Some interesting new (to me) radio techniques…

The Knightsqrss mailing list still intrigues me, although my own qrss beacon has been off the air for a while (I’m trying to get around to homebrewing its replacement, but have been distracted by other facets of life for a while). Recently, Eddie G3ZJO offered this rather interesting circuit which I scratched my head about for a while:

wspr-organ-cct

This “WSPR-ORGAN” is an interesting idea. It uses a 74HC86 Quad Exclusive NOR gate in a clever way. Two of the gates are configured as oscillators/inverters fed by a pair of identical crystals, one running with a fixed capacitance, the other with some capacitance switched in via a control signal. The output of these two oscillators is fed in to a third XNOR gate which serves as a mixer, producing sum and differences of the two signals. Eddie is interested in the difference, which is small (in the audible range) and which has little drift, since the two oscillators will likely have identical drift characteristics which will cancel out when using the signal to get the difference signal. What we essentially have is a very precise voltage controlled oscillator which puts out a signal in the audio range. Pretty neat.

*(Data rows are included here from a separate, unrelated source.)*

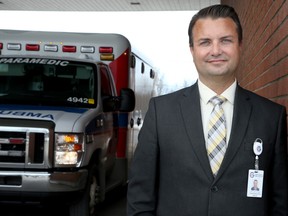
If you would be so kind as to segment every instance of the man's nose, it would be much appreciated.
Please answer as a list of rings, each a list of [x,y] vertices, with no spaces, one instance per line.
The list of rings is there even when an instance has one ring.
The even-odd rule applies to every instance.
[[[211,46],[211,53],[214,56],[218,56],[222,53],[221,45],[219,42],[213,42]]]

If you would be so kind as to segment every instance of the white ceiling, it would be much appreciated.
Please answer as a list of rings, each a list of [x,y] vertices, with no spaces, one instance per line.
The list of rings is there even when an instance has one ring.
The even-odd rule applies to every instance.
[[[220,0],[0,0],[0,10],[17,11],[191,11]]]

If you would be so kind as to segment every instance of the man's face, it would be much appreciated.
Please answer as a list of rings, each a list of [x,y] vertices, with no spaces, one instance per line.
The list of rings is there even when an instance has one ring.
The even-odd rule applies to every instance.
[[[199,19],[193,28],[193,44],[190,51],[202,82],[235,80],[241,47],[232,19]]]

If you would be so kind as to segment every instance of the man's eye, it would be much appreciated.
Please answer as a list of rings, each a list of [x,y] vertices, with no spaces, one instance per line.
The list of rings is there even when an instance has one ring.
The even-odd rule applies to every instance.
[[[221,40],[222,43],[232,43],[231,39],[222,39]]]

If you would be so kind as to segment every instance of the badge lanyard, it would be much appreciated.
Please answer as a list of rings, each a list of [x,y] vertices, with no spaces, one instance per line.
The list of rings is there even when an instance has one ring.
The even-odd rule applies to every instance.
[[[263,141],[260,138],[254,141],[253,152],[255,154],[255,169],[248,171],[247,197],[262,198],[264,170],[259,169],[259,156],[263,152]]]
[[[255,170],[259,170],[259,155],[263,151],[263,142],[260,138],[257,138],[253,144],[253,152],[255,154]]]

The resulting discussion on the Knights was similarly interesting, and lead me to a series of interesting web pages. I hadn’t seen the 74HC86 used in this application before, but a little quick Googling lead me to Ian, VK3KRI’s page on using the 74HC86 as a crystal synthesizer. A diversion into the world of “subharmonic” mixers yielded a link to this interesting receiver design for QRSS which uses a common 5.0688Mhz oscillator which is tricked to operate at twice the frequency to provide good reception around the QRSS watering hole at 10.140Mhz. This page also links to LA8AK’s page which explains some of the interesting mixer ideas. Too much for me to absorb before coffee, but all cool stuff.

Addendum: Checking the prices of Digikey reveals that 5.0688Mhz crystals are in fact a very common item, and can be had for about $.40 a piece. Frankly, the 10.140 Mhz crystals offered by Expanded Spectrum Systems aren’t exactly burdensome, but it’s interesting to see other designs which make use of even more common crystal frequencies.